AB ile ABD arasnda zaman zaman su yüzüne çıkan bu mücadelede her iki tarafta Türkiye’ye önemli bir rol yükklemektedir. AB, bir taraftan Türkiye’ye birlik içinde ABD’nin yandaşı gibi bakmakta, ABD’nin Türkiye vasıtasıyla AB’ye nüfuz edeceği endişesini taşımaktadır. Diğer taraftan da, ABD’nin bölge üzerindeki etkisini ve bölgeye daha derinlemesine yerleşme çabalarını Türkiye üzerinden kırabileceğini düşünmektedir. Kısacası Türkiye’nin kilit rolünü iyi bilen hem AB hem de ABD Türkiye üzerinden küresel hegemonya kurmak istemekte, her ikiside Türkiye’yi Truva Atı gibi kullanmak amacı gütmektedir.
AB SAMİMİ Mİ?
Deniliyordu ki, şayet Türkiye bazı konularda gerekli adımları atmazsa AB dışına atılacak, 2003’den itibaren kapkara limanlara yelken açacak. Bilindiği üzere Türkiye, 12 Aralık 2002’de yapılan genişleme zirvesine eli kuvvetli olarak girmek ve Kopenhag trenini yakalayıp son vagona atlamak için bazı adımlar attı. İdam cezası kalktı, ifade ve örgütlenme özgürlüğü konusunda adımlar attı, güya ana dilde eğitimin önü açıldı, azınlık vakıfları meselesinde adımlar atıldı, sivil MGK Genel Sekreterliği şartlı da olsa kabul edildi. Ama bütün bunlara rağmen, daha on sene öncesine kadar küçümsediğimiz birçok ülke (Macaristan, Slovenya, Çek Cumhuriyeti, Litvanya, Letonya, Estonya, Malta, Polonya, Slovakya, Kıbrıs, Romanya, Bulgaristan) AB’ne kabul edildiği halde Türkiye yine dışlandı.
AB Komisyonu’nun genişlemeden sorumlu üyesi Günter Verheugen, “AB konusundaki en zor konu” diye tanımladığı Türkiye’nin üye olması halinde AB’nin yapısının büyük oranda değişeceğini belirttikten sonra devamla; “ Türkiye gibi kalabalık bir ülkenin AB’nin tam üye olmasının, kurumsal va yapısal olarak AB’ne çok büyük etkisi olur. AB Komisyonu yapısal olarak değişmek zorunda kalır. Daha da önemlisi, AB’nin dış politikası önemli ölçüde değişir. AB, Türkiye’nin üyeliği durumunda Ortadoğu’ya komşu olur ve buraya yönelik politikası değişir” değerlendirmesini yapıyor. Bu değerlendirmelerden anlaşılan şu ki, AB, Türkiye’yi bir tampon bölge gibi tutarak İslam ve Arap dünyasıyla direk komşu olmak istememektedir.

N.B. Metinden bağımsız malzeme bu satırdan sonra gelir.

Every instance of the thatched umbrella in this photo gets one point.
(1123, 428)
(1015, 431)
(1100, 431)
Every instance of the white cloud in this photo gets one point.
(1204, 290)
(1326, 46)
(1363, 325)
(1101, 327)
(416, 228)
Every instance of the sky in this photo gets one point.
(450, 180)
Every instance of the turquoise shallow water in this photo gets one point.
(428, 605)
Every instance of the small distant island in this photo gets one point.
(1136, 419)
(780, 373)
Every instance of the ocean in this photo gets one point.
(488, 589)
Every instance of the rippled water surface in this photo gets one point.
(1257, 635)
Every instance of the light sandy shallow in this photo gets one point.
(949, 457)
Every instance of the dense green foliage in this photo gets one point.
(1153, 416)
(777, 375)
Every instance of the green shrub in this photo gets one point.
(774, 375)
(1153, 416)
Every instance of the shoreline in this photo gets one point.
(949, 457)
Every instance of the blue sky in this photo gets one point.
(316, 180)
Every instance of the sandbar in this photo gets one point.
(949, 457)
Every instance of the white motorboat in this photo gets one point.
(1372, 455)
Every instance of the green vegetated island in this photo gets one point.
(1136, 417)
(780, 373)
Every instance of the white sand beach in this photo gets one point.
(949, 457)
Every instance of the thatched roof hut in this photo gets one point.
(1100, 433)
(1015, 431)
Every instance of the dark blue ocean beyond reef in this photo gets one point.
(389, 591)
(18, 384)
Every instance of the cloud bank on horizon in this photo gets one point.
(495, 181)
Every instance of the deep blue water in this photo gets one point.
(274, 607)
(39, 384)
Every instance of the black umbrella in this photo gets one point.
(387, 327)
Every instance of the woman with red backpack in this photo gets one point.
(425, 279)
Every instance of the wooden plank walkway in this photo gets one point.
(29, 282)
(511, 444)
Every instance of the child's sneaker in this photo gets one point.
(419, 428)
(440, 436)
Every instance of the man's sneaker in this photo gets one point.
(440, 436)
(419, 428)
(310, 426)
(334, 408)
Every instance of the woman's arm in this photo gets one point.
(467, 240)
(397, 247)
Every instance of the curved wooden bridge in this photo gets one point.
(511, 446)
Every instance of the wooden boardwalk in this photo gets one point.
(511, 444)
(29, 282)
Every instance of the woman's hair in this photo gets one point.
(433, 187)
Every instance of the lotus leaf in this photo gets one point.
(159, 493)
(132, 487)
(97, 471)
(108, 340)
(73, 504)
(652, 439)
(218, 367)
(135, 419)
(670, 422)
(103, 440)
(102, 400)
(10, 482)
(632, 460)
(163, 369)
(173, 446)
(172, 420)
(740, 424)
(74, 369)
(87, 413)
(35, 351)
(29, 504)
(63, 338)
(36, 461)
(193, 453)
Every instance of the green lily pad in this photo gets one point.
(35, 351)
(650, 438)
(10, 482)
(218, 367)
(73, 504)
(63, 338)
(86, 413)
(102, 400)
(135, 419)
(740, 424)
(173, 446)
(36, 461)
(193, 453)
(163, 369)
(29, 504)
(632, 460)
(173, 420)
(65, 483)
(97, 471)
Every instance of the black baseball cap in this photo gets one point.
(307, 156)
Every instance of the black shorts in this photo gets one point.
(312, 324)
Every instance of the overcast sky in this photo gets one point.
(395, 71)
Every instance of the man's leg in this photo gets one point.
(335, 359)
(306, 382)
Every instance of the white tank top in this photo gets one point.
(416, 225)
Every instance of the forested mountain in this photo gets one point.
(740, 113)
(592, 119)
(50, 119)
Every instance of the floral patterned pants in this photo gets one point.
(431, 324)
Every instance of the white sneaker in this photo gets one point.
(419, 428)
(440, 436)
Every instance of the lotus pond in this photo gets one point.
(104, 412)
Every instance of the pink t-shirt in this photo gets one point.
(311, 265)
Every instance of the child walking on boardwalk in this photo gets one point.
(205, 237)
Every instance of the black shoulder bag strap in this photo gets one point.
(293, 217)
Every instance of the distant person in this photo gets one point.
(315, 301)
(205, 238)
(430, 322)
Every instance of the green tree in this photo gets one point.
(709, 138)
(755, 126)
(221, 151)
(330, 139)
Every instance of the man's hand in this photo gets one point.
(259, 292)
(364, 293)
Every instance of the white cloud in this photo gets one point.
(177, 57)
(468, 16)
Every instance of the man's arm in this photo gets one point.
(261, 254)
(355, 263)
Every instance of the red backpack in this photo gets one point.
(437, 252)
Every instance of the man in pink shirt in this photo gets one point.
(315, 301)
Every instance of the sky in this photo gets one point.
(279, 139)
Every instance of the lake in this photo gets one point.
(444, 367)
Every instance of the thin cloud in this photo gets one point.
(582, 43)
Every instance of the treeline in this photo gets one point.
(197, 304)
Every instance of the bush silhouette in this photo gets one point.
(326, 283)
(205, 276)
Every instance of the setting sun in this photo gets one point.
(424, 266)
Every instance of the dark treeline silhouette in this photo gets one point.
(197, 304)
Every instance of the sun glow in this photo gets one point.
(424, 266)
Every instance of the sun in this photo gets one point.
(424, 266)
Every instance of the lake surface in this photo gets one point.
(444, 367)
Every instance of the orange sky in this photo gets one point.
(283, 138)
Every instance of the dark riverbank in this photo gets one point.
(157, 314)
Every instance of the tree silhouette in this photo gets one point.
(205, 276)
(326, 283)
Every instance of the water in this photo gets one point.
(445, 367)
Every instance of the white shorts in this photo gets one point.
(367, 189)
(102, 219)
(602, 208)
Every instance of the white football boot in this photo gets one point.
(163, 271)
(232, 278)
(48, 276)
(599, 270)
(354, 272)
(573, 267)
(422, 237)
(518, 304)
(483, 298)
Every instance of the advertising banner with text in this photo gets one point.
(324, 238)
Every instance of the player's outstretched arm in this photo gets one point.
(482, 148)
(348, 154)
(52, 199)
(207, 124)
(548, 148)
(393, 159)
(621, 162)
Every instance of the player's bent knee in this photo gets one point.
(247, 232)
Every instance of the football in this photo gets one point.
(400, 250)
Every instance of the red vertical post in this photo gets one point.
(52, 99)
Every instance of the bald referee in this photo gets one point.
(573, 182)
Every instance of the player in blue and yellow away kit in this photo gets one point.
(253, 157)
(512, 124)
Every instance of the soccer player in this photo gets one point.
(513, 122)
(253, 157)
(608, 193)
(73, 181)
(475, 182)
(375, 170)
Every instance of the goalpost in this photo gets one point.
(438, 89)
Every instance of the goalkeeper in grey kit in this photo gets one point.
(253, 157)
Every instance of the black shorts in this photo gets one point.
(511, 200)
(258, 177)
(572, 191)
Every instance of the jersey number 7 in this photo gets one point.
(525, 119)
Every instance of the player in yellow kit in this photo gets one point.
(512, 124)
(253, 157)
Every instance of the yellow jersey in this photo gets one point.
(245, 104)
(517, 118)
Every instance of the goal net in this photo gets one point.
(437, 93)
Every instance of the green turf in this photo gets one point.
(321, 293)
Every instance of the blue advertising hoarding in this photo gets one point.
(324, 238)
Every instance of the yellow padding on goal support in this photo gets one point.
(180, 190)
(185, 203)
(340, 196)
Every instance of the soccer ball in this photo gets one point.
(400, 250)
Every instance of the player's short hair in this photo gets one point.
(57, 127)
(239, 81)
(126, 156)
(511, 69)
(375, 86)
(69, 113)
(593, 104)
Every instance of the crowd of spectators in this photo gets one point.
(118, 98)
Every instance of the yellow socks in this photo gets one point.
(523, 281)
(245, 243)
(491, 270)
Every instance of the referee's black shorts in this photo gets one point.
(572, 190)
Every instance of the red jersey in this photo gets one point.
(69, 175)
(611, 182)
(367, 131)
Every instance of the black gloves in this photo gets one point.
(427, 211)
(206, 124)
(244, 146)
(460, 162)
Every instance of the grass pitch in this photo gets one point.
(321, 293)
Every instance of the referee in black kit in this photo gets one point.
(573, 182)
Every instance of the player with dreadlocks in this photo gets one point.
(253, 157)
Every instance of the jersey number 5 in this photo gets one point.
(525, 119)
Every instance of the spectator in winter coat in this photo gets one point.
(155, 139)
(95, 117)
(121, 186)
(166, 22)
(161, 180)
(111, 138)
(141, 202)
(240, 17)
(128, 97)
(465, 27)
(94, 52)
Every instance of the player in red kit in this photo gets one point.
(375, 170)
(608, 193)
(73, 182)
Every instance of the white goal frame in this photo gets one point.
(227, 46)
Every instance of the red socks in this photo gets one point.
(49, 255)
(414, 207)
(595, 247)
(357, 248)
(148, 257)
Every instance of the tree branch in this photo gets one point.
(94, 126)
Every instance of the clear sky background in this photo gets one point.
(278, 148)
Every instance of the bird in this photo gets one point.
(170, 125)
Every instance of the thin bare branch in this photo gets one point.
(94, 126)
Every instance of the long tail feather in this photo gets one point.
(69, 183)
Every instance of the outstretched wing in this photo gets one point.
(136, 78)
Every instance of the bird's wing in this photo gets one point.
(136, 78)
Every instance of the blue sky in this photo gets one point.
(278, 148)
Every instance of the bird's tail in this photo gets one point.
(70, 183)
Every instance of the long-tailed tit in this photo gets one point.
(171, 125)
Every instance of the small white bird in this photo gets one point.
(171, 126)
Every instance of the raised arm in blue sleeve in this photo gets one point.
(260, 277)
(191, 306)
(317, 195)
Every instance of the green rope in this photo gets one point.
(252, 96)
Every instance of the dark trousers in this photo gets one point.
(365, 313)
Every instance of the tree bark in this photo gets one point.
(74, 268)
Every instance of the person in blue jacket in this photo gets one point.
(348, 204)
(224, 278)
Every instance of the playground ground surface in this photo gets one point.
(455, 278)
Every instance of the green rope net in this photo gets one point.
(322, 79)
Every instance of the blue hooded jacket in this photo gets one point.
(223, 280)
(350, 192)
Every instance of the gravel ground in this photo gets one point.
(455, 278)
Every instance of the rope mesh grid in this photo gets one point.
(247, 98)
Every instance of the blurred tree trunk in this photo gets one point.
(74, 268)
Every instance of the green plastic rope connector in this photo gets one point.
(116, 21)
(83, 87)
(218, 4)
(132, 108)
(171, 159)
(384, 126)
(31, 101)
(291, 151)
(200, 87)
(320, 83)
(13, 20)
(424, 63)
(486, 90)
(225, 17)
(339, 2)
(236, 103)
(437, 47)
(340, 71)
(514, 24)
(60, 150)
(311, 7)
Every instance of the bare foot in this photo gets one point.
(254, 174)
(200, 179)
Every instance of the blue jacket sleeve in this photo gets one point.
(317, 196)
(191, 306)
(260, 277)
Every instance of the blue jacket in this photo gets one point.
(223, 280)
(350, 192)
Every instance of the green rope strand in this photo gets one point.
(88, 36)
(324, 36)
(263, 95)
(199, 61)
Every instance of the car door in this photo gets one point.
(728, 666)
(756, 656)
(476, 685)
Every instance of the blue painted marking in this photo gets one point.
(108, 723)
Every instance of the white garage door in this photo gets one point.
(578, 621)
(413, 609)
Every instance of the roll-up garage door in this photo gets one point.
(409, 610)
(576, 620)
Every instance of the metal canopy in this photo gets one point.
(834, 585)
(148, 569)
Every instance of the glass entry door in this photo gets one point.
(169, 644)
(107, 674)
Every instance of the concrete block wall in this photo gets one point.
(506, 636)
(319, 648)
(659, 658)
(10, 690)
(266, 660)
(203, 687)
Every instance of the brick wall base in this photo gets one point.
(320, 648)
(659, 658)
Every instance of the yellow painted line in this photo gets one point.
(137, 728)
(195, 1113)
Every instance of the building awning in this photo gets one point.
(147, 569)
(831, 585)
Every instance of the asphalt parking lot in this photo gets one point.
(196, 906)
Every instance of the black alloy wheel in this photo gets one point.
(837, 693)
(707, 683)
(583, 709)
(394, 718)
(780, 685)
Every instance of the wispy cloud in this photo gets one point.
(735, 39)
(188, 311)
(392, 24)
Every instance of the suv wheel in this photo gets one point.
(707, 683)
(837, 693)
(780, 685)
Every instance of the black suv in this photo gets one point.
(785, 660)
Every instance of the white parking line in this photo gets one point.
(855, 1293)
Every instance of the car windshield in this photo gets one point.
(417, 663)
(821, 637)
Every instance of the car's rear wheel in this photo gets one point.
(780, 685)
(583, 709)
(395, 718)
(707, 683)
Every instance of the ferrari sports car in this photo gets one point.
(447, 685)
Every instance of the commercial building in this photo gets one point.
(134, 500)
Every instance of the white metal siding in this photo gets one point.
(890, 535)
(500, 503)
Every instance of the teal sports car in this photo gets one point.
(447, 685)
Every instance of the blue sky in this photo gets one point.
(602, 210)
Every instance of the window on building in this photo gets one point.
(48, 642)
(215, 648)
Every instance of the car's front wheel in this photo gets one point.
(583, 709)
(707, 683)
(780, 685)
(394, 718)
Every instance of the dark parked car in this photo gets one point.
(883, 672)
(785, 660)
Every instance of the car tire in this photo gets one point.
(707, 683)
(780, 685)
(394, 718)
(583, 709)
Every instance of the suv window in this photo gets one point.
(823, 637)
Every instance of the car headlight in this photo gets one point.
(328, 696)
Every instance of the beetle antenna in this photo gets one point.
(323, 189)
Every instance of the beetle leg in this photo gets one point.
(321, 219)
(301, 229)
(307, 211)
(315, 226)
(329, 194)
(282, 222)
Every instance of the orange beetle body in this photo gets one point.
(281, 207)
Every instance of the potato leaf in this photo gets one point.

Diğer taraftan, Avrupa Anayasası’nı hazırlamakla yükümlü Avrupa Konvansiyonu’nun başkanı Valery Giscard D’Estaing, “Türkiye’nin AB’ne girmesi Avrupa’nın sonu olur” diyor. D’Estaing’in altını çizdiği nokta, “Avrupa değerlerini benimsemek ve savunmak” kavramı. Başkan, Türkiye’yi ima ederek bazı ülkelerin bu noktada daha kıyıda kaldığını belirtiyor.
Ayrıca, Türkiye’nin kalabalık nüfusu ile AB karar mekanizmalarında belirleyici bir konuma gelmesi onları ürkütmektedir. Büyük bir Müslüman topluluğun hazmı zor olduğu için Avrupalılar Müslüman Türkiye’ye karşı çıkıyorlar. Şu bir gerçek ki, AB Türkiye’ye karşı yalancı bir politika izliyor ve Türkiye’yi Müslüman olduğu için oyalıyor.
SONUÇ
AB Türkiye’nin iki yüz yıldır yöneldiği istikametin doğal bir aşaması ve sürdürdüğü batılılaşma sürecinin son halkasıdır. Merhum Mehmed Akif’in ifadesiyle tek dişi kalmış bu canavara “muasır medeniyet seviyesine” ulaşmak sevdasıyla sarılarak Avrupalılaşma politikasını sürdüren Türkiye’nin bugün geldiği nokta bir fiyaskodur.
AB müktesebatı İslami prensiplerin ve müslümanların beklentileriyle örtüşmemektedir. AB’ne girmek İslami iddialarımızı olumsuz etkileyecektir. Özellikle hukuki düzenlemelerden çıkacak ve katlanılacak sonuçlara ilişkin öngörüsüzlük ve vurdumduymazluık ürkütücü boyuttadır. Eğer İslam Türkiye’nin “olmazsa olmaz”ıysa ve yeniden diriliş ve yükseliş İslam ile olacaksa, AB’ne girmekle oluşacak kimlik erozyonu İslami hüviyetimizi yaralayacak ve aşındıracaktır.
Şimdi cevaplandırılması gereken en önemli soru önümüzde durmaktadır. İslam’ın Batı hayat tarzına ve dünya görüşüne karşı en kuvvetli ve gelecek vaad eden bir meydan okuma olduğunu kabul mü edeceğiz, yoksa İslam’ın bir medeniyet projesi ile insanlığa bir çıkış yolu sunabileceği fikrinden vaz mı geçeceğiz. Bizden istenen “sınırsız ve topyekün Batılılışma” ya razı mı olacağız, yoksa tarihi misyonuna ve İslami kimliğe sahip çıkıp Türkiye merkezli bir dünya mı kuracağız? Bu noktadaki tercihimiz AB konusunda ki tutumumuzu belirleyecek ve meseleye daha berrak bakmamıza yardımcı olacaktır.